Jurisprudence CJUE62023TN0490

Affaire T-490/23: Recours introduit le 11 août 2023 — Makhlouf/Conseil

CELEX62023TN0490
TypeJurisprudence CJUE
Datevendredi 11 août 2023

Résumé IA

Ce recours concerne une action en annulation dirigée contre des actes du Conseil de l'UE imposant des mesures restrictives (gel des avoirs) à l'encontre de M. Makhlouf. L'affaire porte sur le respect des droits de la défense et du droit à un procès équitable dans le cadre de la procédure de réexamen des listes de sanctions.

Texte intégral

European flag

Journal officiel
de l'Union européenne

FR

Séries C


C/2023/57

9.10.2023

Recours introduit le 11 août 2023 — Makhlouf/Conseil

(Affaire T-490/23)

(C/2023/57)

Langue de procédure: le français

Parties

Partie requérante: Shahla Makhlouf (Fairfax, Virginia, États-Unis) (représentants: G. Karouni et K. Assogba, avocats)

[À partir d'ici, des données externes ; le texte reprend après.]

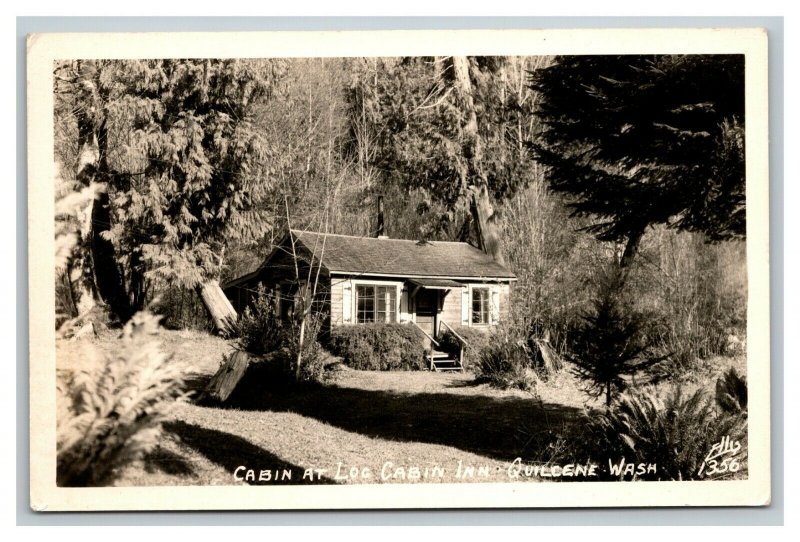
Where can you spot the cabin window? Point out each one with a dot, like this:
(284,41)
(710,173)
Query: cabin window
(480,306)
(376,303)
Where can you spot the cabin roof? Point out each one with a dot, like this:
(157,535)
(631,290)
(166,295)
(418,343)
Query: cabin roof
(345,254)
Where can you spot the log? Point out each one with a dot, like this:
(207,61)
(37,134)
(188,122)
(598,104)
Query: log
(219,306)
(228,376)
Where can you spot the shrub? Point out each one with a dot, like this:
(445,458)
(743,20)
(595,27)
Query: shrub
(505,363)
(731,393)
(259,331)
(676,433)
(384,347)
(111,413)
(477,341)
(313,355)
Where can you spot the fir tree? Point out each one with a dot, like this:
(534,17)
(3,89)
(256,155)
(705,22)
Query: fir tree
(612,342)
(185,168)
(635,141)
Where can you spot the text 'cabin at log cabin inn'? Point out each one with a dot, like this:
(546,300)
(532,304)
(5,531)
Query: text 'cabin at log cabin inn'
(433,285)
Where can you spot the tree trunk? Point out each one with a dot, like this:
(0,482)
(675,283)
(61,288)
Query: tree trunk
(485,225)
(628,255)
(219,307)
(473,180)
(101,274)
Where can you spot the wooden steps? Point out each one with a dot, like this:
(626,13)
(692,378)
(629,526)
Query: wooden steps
(443,362)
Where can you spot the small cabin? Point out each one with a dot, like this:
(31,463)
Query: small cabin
(434,285)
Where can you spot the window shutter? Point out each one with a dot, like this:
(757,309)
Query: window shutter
(495,305)
(404,313)
(465,306)
(347,302)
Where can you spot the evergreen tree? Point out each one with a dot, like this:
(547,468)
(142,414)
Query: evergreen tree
(640,140)
(612,342)
(185,168)
(451,129)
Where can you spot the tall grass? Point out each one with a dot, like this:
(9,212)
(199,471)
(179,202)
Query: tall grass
(110,412)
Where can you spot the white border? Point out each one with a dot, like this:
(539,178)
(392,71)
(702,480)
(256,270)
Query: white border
(44,48)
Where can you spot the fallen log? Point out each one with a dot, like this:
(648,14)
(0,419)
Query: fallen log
(226,379)
(219,306)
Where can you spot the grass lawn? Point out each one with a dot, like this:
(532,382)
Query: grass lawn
(387,426)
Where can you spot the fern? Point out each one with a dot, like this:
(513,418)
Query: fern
(731,392)
(110,414)
(675,433)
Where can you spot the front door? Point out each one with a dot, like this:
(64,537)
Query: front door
(427,306)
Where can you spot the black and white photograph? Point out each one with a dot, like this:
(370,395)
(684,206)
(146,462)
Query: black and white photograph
(419,280)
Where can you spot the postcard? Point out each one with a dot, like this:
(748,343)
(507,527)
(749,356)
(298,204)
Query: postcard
(399,269)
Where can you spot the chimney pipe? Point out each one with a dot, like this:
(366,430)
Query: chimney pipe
(380,229)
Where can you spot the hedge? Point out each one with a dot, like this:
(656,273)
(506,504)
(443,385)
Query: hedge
(379,347)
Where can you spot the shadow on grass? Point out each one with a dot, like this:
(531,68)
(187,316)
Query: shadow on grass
(230,452)
(167,462)
(499,427)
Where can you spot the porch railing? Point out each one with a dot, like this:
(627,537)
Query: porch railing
(464,343)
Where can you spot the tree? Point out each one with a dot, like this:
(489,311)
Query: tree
(641,140)
(185,168)
(449,129)
(612,342)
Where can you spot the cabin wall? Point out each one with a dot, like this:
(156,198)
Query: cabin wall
(454,313)
(451,308)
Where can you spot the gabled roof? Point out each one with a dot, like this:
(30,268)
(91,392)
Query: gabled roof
(344,254)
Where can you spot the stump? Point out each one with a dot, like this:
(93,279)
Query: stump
(226,379)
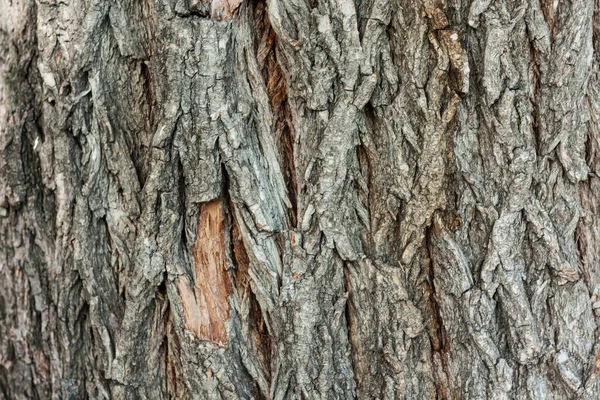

Partie défenderesse: Conseil de l’Union européenne

Conclusions

La requérante conclut à ce qu’il plaise au Tribunal:

annuler, pour autant que ces actes concernent la requérante,

la décision (PESC) 2023/1035 du Conseil, du 25 mai 2023, modifiant la décision 2013/255/PESC concernant les mesures restrictives à l’encontre de la Syrie;

le règlement d’exécution (UE) 2023/1027 du Conseil, du 25 mai 2023, mettant en œuvre le règlement no 36/2012 concernant les mesures restrictives en raison de la situation en Syrie;

condamner le Conseil au paiement de la somme de 30 000 euros au titre des dommages et intérêts en réparation de tous préjudices confondus;

condamner le Conseil à supporter ses propres dépens ainsi que ceux exposés par la requérante et qu’elle se réserve le droit de justifier en cours de procédure.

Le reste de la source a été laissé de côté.